ところで、今回は切り口を変えて、CGMMとDRM…言い換えれば、クチコミとダイレクト・レスポンスの組み合わせです。こちらの関係はどうなのでしょうか?
第一印象で言うとこの二つ、あまり相性が良いようには見えません。特にデータベースマーケティング(以下DBM)的な顧客の囲い込みをしないDRM…つまり、ダイレクト・レスポンスのツールに特化した旧来のDRMは、およそCGMMと概念的にかけ離れたものなのですから。
旧来のDRMは、基本的に一般消費者の個々の潜在的/顕在化した嗜好(志向)を刺激して、直接商品またはサービスの購入・申し込みにつなげる手法でした。これに対し、CGMMは個人の嗜好にダイレクトに訴求するというよりも、特定の嗜好(志向)によって集まった既存コミュニティに対し、その中から優良顧客を見つけ出す、あるいはインフルエンサーを動かして商品をレコメンドさせ、購入行為にドライブさせる手法です。

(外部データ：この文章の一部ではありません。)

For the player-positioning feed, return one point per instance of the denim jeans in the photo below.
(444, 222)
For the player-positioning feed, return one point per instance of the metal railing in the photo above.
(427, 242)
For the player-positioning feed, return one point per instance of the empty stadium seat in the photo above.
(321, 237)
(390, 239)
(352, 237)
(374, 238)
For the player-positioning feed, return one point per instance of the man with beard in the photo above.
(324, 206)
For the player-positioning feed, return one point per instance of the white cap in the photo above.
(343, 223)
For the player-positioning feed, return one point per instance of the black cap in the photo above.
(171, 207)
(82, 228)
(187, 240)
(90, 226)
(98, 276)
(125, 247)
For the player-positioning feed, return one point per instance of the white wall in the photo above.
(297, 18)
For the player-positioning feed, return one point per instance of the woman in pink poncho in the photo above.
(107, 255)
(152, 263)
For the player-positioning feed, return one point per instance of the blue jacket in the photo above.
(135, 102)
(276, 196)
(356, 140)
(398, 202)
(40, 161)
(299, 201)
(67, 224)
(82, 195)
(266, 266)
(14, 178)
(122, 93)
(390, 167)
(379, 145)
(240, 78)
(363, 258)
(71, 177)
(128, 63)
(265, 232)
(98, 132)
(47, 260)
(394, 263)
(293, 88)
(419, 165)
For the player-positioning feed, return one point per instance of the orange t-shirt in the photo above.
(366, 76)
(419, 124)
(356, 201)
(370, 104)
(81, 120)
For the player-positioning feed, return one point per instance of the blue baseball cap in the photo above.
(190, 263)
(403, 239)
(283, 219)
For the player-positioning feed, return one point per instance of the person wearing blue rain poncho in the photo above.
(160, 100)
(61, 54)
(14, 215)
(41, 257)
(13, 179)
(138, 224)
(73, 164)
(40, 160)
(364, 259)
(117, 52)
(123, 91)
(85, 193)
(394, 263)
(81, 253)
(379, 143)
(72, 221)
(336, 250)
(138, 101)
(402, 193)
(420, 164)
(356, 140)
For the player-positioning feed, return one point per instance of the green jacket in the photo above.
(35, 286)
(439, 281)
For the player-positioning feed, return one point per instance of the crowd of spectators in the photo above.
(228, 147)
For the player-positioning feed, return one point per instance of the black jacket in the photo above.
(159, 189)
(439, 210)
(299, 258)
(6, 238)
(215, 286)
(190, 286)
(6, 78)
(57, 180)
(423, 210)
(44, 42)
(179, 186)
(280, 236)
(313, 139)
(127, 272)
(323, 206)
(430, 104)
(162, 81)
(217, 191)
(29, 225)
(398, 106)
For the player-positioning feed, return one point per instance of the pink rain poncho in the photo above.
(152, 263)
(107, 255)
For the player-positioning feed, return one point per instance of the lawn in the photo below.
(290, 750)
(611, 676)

つまり、DRMは基本的に「一見(いちげん)さん」を対象にしたショートカットの技術であり、CGMMは特定層からのピックアップのテクニックであるということになります。また、CGMMのコミュニティは、「企業」という枠で囲っていなくても存在する擬似的なデータベースであるとも考えられるでしょう。これに対し、CRMやDBMで使われるデータベース(以下DB)はまさにリアルなデータベースであり、形は違えども目的/手段に共通点があります。だからこそ、CGMM→CRMという連携も可能になったのです。
しかし、基本的に旧来のDRMはそれ自体にデータベースを持たない、ある意味で一期一会なマーケティング手法でした。データベースを持たないがゆえにクチコミの流れを「点」でしか捕捉できない…相性が悪かったのは、実はこのせいなのです。